Near zero GDP today, among fastest growing next year: FM on Indian economy

Finance Minister Nirmala Sitharaman hopes the festive season will push consumer demand
Union Finance Minister Nirmala Sitharaman on Tuesday said the growth rate of the country’s gross domestic product (GDP) might be “near zero” this fiscal year.

 

However, with signs of economic revival, India might well be one of the fastest-growing large economies in the next fiscal year, she said, while addressing the CERAWeek India Energy Forum.

 

Sitharaman’s comments come at a time when the International Monetary Fund (IMF) has projected India’s GDP to contract 10.3 per cent this fiscal year, revised from its forecast of a 4.5 per cent decline in June.

 

India’s was the fastest-growing large economy till recently, but has been overtaken by China. For instance, in 2019-20, India’s economy grew 4.2 per cent, while China expanded 6 per cent in 2019.

 

Against the expected contraction in India’s economy this fiscal year, the IMF projected China’s economy to grow 1.9 per cent in 2020.  However, the IMF expects India’s growth to overtake China’s next year because it (India) is predicted to expand 8.8 per cent, while the latter is expected to see 8.2 per cent growth.

 

As evidence of revival, Sitharaman highlighted the foreign direct investment (FDI) inflow between April and August. “During this period, FDI inflows grew by around 13 per cent compared to a non-Covid 2019. Such an increase never happened in India’s case,” she said. She also highlighted the revival in the purchasing managers’ index (PMI) as a key indicator of the sustainable revival of the economy expected during the third and fourth quarters of the fiscal year.

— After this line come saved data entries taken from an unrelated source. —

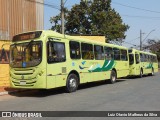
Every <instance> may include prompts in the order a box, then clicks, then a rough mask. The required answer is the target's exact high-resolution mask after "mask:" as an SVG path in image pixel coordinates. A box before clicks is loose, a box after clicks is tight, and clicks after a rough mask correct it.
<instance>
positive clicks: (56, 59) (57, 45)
mask: <svg viewBox="0 0 160 120" xmlns="http://www.w3.org/2000/svg"><path fill="white" fill-rule="evenodd" d="M47 53H48V55H47V57H48V59H47V60H48V63H55V62H64V61H65V60H66V55H65V44H64V43H61V42H48V44H47Z"/></svg>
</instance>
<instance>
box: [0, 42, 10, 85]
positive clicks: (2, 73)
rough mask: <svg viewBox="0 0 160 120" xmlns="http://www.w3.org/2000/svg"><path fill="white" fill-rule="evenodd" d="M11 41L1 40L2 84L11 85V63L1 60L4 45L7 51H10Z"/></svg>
mask: <svg viewBox="0 0 160 120" xmlns="http://www.w3.org/2000/svg"><path fill="white" fill-rule="evenodd" d="M9 45H10V41H6V40H5V41H4V40H0V86H9V64H8V62H5V63H4V62H3V63H2V62H1V55H2V54H1V53H2V52H1V51H2V46H3V48H4V50H5V51H9Z"/></svg>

“We can see a revival, particularly in terms of the PMI. There was a spurt in numbers as it was the highest after 2012. This indicates that the revival is steady and sustainable. This sustainable revival will happen in Q3 and Q4,” she said.

 

According to reports, the IHS Markit India Manufacturing PMI increased from 52 in August to 56.8 in September, the highest since January 2012. A PMI reading above 50 indicates expansion and below than 50 denotes contraction. In April, the indicator contracted after having grown for 32 consecutive months.

 

The finance minister also pinned hopes on the festive season to drive India’s revival. “Indicators show that primary sectors, related sectors of agriculture and rural India, are all doing very well. As a result, the consumption of durable goods, agricultural equipment and vehicles -- all are going up. The festive season has commenced in India. As a result of this, I expect demand to grow and could be sustainable,” she said.

 

Sitharaman said the primary focus for the country would be infrastructure and public spending on infrastructure. She expressed hope that the 6,000-odd projects under the National Infrastructure Pipeline would be the key drivers.

 

Other focus areas of the government include agriculture and related activities, such as processing food, exporting agricultural goods, and making sure the connectivity to nearby ports are also there to boost imports. The government is also targeting the energy and fintech sectors as key focus areas in revival.